Having to undergo breast cancer treatment can be worrisome in itself. Women also have to be concerned with the possibility of developing lymphedema. This is when lymph fluid accumulates in one area because it cannot be drained properly from the tissues.
Lymphedema can be extremely painful and cause hardening of the tissues and there is a risk of possible infections. For anyone having undergone breast cancer treatment, the most likely places for lymphedema to occur is the arm area of the affected breast. Sometimes it can occur on the chest, hands, back and under the armpit.
Your lymphatic system works to carry protein molecules back to the heart. What’s more, it carries those molecules that are too big to fit into the veins. Due to the nature of breast cancer treatment, these vessels become injured. When the damage is severe, they lose their ability to carry away the fluid and so it builds up in the arm area and becomes lymphedema.
Lymphedema Information – Breast Cancer
Lymphedema does not always make itself known immediately after surgery or radiation treatment. It can take a few months or even years to show up. Once you have developed lymphedema it needs to be self-managed. As such, seeking treatment from your doctor as soon as warning signs appear is extremely important. We cannot stress this enough. Visit a health professional should you notice anything is off.
Your lymphatic system is an important part of your immune system as well, as it helps to balance out the fluids in your body. While 90% of the fluid in your body is moved by your blood vessels, the remaining 10% is moved by your lymphatic system.
This fluid is rich in protein and is technically called lymph fluid. Your lymphatic system is made up of a series of vessels which end in small glands called nodes. These nodes play a vital role in your health. When you are not feeling well and your glands swell up this means your lymphatic system is working hard.
Lymph Systems And Your Health
All areas of your body drain lymph fluid to certain lymph nodes. The breasts drain them to lymph nodes that are in your armpit area, which is the reason why some of these armpit nodes are removed during breast cancer surgery.
While this surgery is necessary, it can also cause complications for your lymphatic system. Because the lymph node is now missing, the lymph fluid has nowhere to go, so it starts to pool in one area.
This does not mean that every woman who has a lymph node removed will develop lymphedema. At the current time, it is extremely difficult to predict those who are at a high risk of developing it.
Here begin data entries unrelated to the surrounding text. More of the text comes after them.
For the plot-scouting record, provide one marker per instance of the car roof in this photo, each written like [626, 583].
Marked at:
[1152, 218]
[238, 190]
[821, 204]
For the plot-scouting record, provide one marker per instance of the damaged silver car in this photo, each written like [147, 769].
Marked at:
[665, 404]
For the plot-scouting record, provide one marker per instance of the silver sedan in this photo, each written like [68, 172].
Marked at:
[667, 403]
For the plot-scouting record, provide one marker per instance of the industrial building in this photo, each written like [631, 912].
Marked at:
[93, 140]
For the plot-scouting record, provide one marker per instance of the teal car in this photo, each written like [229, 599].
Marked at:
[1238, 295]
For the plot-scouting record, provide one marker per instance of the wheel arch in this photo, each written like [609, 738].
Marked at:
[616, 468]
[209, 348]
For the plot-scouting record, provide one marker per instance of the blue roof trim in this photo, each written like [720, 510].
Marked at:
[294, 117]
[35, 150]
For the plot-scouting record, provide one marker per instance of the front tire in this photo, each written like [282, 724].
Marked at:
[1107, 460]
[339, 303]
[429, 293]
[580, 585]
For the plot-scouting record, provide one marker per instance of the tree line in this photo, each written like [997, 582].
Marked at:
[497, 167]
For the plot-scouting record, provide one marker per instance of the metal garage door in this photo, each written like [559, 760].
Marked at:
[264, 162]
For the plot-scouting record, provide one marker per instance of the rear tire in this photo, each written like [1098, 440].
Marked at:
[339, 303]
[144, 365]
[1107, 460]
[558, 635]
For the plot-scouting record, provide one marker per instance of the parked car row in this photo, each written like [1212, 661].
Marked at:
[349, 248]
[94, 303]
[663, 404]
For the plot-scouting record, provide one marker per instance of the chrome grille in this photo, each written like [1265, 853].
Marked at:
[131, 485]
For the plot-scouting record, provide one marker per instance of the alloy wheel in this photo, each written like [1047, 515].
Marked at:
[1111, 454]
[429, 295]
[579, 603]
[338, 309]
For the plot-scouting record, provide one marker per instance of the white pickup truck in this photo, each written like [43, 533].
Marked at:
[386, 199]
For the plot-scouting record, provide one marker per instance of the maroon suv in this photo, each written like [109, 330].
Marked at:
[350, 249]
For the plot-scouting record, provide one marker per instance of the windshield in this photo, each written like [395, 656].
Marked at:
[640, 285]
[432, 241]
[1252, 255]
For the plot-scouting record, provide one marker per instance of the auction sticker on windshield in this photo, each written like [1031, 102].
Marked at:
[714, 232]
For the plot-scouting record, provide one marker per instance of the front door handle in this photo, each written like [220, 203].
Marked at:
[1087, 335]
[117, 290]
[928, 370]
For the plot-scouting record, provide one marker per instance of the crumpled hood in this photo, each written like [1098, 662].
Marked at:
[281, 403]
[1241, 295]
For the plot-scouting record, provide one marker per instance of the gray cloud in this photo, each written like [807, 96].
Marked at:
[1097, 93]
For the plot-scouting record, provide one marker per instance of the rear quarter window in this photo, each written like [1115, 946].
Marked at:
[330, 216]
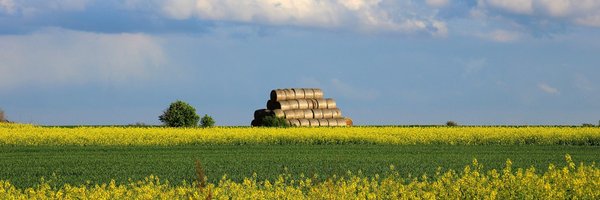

Lifestyle Choices And Tips To Avoid Lymphedema
There are certain lifestyle conditions which could put you at more risk for developing lymphedema and one of the major ones is being overweight. To reduce your risk you want to maintain a healthy body weight and keep your body hydrated. Avoiding extreme heat can also reduce your risks, this includes not taking saunas, using a hot tub, or participating in hot yoga.
If you have undergone surgery then avoid lifting anything heavy with that particular arm. Protect your skin as much as possible and use moisturizers to prevent your skin from drying out. Also, do not wear any clothes or jewelry which will restrict your movements.
Early signs of lymphedema include having a heavy feeling in your arm or chest area. The area may turn red and you may notice that your clothes do not fit properly. The affected area could feel unusually warm and some women experience a pins and needles feeling.
Noticing Signs Of Lymphedema And Taking Action Early
If you notice any of these signs after having surgery then let your doctor know immediately. Once you have lymphedema you need to learn how to manage it. This includes learning how to help your lymph fluid drain by using a gentle massage technique.
It is also important to exercise regularly and special bandages can be worn on the arm to help the lymph fluid drain. Your doctor can help educate you on how to manage your symptoms to suit your lifestyle.Remember if you have any concerns about your risks for developing lymphedema then discuss them with your health care provider. Being educated is an important aspect of learning how to live with this condition.